At larger distance to the west the quiet, deep blue Calida Pool can be spotted. The field between the boardwalk and Calida Pool and also north of Calida Pool is occupied by a group of small springs, informally called "Bush Group". Some of them are capable of eruptions of several feet height, but that is rarely seen.
As the trail progresses, it passes three quite similar round hot springs, which usually exhibit thick orange-brown bacterial mats on their walls. All have a history as a geyser and all are dormant for decades now. The first (southernmost) one is Economic Geyser, followed by East Economic Geyser and by Wave Spring.

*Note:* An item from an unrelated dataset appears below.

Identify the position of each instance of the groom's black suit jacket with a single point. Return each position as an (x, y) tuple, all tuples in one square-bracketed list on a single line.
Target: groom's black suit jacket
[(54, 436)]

Next stops on the trail are Beauty Pool and Chromatic Pool. Once they belonged to the most outstanding pools of the Upper Basin, but in the last years both cooled down and lost much of their bright coloration. Anyway, Beauty Pool and Chromatic Pool remain the classic examples for an exchange of function between thermal features in a sense that the primary supply with hot water shifts from one to the other and back again at intervals between days and a year. On location the particular status is easy to recognize because the privileged pool overflows and shows a bright blue center, encircled by a yellow rim of bacterial mats, while the other one appears to be dull and stagnant.
Two further features of the Grand Group, Limekiln Springs and Witches Cauldron, are located on the bank of Firehole River. They can be spotted from the old road leading from Old Faithful Geyser to Morning Glory Pool. Viewpoints are to be found approximately 1 km (0.6 miles) northwest of Old Faithful along the trail between Orange Spring Group and Round Spring Group. The Limekiln Springs, a collection of small perpetual spouters, are to be seen from there quite easily.
Witches Cauldron is a superheated boiling and strongly steaming pool, sitting beyond Limekiln Springs almost at water level of the river. For a slightly better view with binoculars or a long telephoto lens you may look for gaps between the trees flanking the road.